At sight of me both jumped up.

"What's the matter, child?" father said.

"What's the matter, child?" father said.

I looked around, and realized I was still clutching my basket, though all the mushrooms had fallen out, and my foot was through a torn flounce, and my hat hanging on my neck. My mouth was dry. For a moment I couldn't get a word off my tongue; and then, "He fell, he fell!" I said, and, "He is gone!"

"Where was it?" The words seemed to be in Mr. Dingley's voice, yet came as if from, far off.

"Mr. Rood's gambling-house!" I gasped, and felt the top of my head getting cold and the floor beginning to move under me. I had a dim impression of Mr. Dingley rushing out of the room with his napkin still in his hand; then I found myself sitting on the sofa, with a stinging taste of brandy on my tongue, and heard father's voice saying, "Can't you tell me, child?"

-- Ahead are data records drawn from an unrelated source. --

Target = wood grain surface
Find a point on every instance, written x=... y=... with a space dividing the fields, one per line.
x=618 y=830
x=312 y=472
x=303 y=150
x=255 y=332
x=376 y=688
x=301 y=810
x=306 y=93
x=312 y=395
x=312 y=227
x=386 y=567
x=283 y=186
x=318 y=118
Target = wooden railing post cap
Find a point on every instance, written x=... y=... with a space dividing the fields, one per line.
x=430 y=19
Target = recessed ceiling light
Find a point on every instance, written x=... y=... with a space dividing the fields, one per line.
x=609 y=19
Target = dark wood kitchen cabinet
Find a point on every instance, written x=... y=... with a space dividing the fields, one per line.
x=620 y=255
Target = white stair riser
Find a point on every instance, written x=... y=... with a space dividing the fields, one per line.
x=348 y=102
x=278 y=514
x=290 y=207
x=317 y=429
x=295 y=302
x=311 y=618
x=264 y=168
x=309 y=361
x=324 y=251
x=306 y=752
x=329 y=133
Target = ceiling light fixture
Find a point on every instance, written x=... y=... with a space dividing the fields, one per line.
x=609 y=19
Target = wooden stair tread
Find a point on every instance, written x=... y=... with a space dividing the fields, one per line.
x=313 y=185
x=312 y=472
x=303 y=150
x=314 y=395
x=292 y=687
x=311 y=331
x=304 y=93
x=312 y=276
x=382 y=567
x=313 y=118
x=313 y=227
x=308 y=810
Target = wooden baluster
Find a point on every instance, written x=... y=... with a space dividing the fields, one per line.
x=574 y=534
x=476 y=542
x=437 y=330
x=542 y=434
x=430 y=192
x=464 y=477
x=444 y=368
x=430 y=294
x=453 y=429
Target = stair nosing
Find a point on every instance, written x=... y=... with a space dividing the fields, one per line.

"Oh," I said, "he's dead!" And then I poured all the story out in a breath. I saw father's face growing more and more keen and grave and I could feel his fingers gently around my arm as if he feared my turning faint again. Indeed the room around me seemed unreal, but what had happened in the street was still fearfully clear. It was cut into my mind as if it were still before my eyes, the toppling lurch of the falling body, the silk hat rolling into the gutter, and then that fine terrible gentleman that had sprung out after. The moment had stamped him as clear in my memory as years could have done. I could tell how very tall he was, how dark, how his brows made one black bar across his forehead, how his eyes were set deeply under them, how his chin was wide and keen and his left cheek flicked by a white scar near the mouth. At the time in my furious excitement I only knew that I must tell some one everything, or the thing would kill me. But whether it was father's strange stern face, his seeming so calm and going out so quietly, and yet in such haste; or whether it was some memory of the hunted look of the man who had flung away the pistol, I wished I had not described him so exactly. It would have been easy enough to have said I could not remember him clearly.

I was so stunned by what had happened before my eyes that I could not even formulate in my thoughts what it had been. The very impression of terror that remained with me was confused, and mixed with wounding pity. For though he had looked so wild I could not remember that he had seemed ferocious or afraid. The look I remembered had not been fear of what was going to happen to him, but horror of what had been done-and horror at sight of me.

Voices in the street, sounding unwontedly loud and excited, reached me. People were hurrying past the house-all hurrying downward in the same direction. I saw Lee run across the yard and stand peering out of the side gate. I put my hands over my ears, and up and down, up and down I walked; and back and forth Abby followed me with a little plaid shawl she was trying to put over my shoulders.